Kenvue, the company behind brands such as Band-Aids and Tylenol, saw a 6.4% increase after exceeding analysts' predictions for both profit and revenue in the most recent quarter. Despite reporting stronger results for its latest quarter than analysts anticipated, The Walt Disney Co. plunged 9.5%.

Its revenue fell slightly short of forecasts, and it expects its entertainment streaming business to soften in the current quarter. They are among the last batch of companies to report their results for the first quarter of the year.

Most firms have surpassed their earnings forecasts, but they're not seeing as significant a boost to their share prices as they typically do, according to FactSet. Moreover, companies that fail to meet profit expectations have seen their share prices plummet more the following day than they have historically.

This could indicate that investors are heeding warnings from critics who argue that the US stock market is broadly overpriced following its record-breaking run this year. For share prices to continue rising, either profits will need to increase further or interest rates will need to decrease.

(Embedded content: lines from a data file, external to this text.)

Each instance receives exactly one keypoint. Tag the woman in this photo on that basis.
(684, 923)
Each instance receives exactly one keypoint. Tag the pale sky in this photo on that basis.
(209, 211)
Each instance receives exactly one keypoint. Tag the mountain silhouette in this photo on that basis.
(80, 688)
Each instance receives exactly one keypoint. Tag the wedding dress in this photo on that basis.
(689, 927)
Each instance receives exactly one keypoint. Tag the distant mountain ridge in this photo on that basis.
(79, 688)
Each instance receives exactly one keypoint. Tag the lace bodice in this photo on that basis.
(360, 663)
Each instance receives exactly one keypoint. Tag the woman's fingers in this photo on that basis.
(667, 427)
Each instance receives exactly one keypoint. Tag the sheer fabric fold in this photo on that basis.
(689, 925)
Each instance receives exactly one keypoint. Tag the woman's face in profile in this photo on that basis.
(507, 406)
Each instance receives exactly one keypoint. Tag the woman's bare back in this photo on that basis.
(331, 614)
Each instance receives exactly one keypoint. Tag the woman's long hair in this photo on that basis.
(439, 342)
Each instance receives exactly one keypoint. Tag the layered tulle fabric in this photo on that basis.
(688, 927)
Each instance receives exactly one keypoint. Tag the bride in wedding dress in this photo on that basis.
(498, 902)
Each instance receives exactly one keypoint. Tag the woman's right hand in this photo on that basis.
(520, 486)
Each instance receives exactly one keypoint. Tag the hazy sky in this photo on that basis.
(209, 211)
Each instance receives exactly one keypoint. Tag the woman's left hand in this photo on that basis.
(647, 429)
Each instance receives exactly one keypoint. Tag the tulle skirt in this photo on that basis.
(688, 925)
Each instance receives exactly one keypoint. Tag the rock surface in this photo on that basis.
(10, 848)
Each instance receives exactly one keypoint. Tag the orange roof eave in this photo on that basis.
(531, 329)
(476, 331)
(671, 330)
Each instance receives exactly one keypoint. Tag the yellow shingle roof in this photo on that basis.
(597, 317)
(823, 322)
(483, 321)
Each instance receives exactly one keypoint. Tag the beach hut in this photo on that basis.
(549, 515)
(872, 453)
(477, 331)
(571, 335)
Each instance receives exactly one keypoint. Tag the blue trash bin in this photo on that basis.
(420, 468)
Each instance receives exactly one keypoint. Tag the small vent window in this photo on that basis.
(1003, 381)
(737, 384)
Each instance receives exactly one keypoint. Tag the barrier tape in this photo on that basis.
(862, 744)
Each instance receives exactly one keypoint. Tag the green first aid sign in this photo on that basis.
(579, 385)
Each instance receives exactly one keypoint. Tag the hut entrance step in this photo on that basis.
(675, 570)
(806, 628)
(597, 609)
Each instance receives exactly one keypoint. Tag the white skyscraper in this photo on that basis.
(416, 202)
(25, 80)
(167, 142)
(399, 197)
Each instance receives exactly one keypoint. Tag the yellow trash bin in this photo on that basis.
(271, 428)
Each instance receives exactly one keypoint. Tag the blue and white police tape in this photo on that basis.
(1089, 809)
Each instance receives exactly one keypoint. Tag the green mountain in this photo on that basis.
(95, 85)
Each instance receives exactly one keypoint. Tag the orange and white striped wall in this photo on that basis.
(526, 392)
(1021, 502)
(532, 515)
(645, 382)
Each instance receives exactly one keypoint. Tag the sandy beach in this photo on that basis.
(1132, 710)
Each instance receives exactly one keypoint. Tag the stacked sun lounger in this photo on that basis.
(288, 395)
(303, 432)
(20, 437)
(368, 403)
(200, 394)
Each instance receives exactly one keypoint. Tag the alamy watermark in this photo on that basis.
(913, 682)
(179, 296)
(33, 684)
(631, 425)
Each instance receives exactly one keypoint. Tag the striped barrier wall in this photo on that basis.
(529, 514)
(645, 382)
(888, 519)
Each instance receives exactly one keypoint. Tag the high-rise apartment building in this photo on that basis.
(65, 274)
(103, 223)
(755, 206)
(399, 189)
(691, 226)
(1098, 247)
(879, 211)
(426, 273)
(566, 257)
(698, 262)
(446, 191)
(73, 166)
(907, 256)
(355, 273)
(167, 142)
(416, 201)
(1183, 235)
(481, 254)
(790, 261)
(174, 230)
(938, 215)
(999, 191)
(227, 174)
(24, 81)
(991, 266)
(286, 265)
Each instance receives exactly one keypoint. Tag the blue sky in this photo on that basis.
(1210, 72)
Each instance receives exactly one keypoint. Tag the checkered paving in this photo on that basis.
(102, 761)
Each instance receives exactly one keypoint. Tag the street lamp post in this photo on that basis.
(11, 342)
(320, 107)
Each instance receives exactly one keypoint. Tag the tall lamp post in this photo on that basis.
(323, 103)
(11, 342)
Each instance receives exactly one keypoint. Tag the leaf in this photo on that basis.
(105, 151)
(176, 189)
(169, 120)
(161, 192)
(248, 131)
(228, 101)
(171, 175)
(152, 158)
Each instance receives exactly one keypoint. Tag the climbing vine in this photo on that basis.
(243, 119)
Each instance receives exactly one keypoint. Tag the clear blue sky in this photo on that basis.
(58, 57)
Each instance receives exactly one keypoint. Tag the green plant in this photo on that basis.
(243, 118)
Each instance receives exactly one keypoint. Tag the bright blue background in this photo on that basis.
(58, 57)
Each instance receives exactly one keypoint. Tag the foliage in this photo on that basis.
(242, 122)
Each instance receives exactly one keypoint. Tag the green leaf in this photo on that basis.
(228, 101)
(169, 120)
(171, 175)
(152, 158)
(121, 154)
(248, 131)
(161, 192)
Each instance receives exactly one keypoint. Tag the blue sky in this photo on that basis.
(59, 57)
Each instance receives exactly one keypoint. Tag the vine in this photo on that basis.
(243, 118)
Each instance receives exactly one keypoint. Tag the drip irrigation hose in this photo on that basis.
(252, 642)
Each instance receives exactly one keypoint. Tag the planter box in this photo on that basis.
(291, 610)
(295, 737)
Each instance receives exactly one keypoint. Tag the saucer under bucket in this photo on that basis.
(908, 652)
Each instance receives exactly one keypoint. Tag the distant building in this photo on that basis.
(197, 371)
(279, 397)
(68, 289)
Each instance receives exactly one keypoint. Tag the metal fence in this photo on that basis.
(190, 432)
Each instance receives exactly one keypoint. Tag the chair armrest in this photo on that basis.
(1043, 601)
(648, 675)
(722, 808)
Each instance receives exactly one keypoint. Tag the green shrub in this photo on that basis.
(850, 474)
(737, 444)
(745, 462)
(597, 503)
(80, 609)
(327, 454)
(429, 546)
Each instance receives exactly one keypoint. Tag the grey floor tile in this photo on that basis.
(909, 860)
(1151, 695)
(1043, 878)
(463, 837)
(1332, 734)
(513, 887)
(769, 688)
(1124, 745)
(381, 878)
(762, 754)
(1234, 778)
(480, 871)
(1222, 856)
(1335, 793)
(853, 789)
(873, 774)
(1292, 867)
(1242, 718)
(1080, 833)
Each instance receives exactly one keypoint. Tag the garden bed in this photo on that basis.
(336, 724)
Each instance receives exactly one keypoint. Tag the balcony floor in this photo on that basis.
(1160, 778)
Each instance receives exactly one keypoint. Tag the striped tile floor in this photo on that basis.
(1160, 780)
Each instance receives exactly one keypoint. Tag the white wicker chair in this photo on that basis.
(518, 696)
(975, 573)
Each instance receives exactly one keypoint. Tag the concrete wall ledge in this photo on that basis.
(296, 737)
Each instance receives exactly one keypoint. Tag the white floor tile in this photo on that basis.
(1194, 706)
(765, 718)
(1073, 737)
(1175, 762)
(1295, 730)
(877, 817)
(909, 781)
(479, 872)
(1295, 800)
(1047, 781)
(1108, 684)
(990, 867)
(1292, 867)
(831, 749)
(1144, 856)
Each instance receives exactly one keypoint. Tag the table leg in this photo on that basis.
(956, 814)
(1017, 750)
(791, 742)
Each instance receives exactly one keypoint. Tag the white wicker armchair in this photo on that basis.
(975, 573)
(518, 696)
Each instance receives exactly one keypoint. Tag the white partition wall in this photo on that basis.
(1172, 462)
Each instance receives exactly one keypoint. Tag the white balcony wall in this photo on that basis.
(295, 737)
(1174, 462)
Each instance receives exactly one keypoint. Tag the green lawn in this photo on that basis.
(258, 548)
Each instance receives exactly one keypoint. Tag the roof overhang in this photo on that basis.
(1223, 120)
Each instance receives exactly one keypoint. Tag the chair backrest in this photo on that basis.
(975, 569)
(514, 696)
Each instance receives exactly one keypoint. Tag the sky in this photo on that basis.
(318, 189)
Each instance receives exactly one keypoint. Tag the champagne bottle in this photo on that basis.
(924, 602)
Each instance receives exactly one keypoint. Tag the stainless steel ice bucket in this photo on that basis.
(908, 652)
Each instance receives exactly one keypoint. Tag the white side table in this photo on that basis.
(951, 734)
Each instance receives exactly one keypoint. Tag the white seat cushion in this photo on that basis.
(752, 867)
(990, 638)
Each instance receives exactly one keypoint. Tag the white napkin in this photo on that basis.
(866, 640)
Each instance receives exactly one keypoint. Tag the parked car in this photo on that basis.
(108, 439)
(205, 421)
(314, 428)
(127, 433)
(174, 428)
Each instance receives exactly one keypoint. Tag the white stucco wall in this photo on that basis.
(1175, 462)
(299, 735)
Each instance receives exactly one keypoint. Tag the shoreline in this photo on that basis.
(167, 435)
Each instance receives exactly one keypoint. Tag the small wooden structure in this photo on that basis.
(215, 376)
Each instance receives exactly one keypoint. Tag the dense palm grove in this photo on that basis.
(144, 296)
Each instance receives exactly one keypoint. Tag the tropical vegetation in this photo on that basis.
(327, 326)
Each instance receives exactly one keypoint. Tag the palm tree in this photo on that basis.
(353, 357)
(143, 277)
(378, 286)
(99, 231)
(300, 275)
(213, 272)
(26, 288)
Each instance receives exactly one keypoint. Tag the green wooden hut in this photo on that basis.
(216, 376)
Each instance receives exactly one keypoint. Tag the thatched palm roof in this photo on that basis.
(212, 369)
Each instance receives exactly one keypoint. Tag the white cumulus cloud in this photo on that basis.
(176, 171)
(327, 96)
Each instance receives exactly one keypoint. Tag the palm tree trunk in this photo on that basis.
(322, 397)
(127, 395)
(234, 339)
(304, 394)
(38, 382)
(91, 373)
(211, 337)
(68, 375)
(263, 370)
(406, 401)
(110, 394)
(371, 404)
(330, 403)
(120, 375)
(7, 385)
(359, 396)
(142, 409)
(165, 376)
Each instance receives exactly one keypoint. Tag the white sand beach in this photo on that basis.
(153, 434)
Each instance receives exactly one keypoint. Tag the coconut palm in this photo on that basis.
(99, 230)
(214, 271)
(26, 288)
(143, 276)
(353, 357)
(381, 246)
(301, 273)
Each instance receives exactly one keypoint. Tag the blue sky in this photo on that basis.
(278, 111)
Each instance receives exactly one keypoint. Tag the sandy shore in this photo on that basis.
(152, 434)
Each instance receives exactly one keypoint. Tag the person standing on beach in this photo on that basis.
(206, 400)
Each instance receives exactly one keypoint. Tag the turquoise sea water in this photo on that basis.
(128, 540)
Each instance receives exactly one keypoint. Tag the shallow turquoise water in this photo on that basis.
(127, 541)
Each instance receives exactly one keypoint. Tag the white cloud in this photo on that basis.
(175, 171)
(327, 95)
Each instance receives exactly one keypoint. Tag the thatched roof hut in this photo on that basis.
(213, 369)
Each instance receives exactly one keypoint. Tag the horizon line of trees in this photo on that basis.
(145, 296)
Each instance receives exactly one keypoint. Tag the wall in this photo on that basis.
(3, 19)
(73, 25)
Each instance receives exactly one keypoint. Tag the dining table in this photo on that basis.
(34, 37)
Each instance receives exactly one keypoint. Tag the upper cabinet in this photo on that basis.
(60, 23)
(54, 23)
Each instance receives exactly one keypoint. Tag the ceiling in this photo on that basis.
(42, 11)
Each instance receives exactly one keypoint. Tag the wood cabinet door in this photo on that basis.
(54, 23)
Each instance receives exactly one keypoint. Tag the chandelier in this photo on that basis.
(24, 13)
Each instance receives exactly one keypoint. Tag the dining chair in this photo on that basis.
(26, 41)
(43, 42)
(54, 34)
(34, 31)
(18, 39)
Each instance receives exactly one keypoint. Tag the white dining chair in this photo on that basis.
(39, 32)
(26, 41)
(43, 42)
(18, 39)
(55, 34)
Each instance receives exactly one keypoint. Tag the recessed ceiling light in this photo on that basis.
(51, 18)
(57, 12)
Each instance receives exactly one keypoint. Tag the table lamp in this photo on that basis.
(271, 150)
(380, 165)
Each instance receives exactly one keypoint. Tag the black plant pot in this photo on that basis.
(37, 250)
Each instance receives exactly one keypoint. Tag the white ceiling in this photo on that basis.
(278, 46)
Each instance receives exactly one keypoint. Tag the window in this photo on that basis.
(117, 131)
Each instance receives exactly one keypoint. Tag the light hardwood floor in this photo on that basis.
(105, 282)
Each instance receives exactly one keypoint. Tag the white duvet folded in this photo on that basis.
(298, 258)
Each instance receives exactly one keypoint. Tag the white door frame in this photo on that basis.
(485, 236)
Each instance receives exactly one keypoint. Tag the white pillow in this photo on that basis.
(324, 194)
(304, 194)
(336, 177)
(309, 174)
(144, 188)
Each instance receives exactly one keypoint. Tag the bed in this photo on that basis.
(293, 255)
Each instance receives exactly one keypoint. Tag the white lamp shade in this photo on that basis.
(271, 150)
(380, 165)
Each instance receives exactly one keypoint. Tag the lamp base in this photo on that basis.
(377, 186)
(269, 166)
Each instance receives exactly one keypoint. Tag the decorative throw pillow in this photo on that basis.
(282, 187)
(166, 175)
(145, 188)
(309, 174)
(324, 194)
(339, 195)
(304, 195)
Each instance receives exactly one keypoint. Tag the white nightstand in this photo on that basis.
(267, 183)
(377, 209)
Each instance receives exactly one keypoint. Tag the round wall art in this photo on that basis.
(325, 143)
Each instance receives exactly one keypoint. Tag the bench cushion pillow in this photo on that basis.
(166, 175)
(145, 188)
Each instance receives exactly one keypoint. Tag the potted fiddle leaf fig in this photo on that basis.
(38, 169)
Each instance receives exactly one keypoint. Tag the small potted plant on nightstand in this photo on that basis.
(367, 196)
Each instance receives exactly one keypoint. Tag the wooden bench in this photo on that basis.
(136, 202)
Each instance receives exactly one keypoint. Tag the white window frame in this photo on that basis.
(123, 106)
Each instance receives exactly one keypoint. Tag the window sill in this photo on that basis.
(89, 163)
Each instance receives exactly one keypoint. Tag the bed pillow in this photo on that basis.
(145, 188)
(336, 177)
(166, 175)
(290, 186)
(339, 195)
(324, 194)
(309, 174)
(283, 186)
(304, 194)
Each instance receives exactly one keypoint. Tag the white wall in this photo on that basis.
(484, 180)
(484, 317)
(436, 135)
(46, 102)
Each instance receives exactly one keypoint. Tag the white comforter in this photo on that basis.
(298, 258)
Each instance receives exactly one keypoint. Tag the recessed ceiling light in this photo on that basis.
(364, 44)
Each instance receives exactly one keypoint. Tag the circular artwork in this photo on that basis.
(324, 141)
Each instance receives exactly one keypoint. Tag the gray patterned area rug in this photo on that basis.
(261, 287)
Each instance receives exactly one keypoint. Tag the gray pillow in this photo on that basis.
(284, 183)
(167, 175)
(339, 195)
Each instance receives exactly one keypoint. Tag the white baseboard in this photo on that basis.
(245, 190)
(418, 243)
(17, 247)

Wall Street still views the latter as a possibility this year, following some events last week that traders found promising. Federal Reserve Chair Jerome Powell stated that the central bank is closer to cutting its main interest rate than raising it, despite persistent high inflation readings this year. A jobs report on Friday that was cooler than expected suggested that the US economy might manage to remain robust enough to avoid a severe recession without being so strong that it drives inflation too high.

Meanwhile, US benchmark crude oil dropped 48 cents to $77.90 per barrel in electronic trading on the New York Mercantile Exchange. It fell by 10 cents on Tuesday to $78.38 per barrel. Brent crude oil, the international benchmark, saw a decrease of 52 cents to $82.64 per barrel. The euro experienced a slight dip, falling from $1.0755 to $1.0747.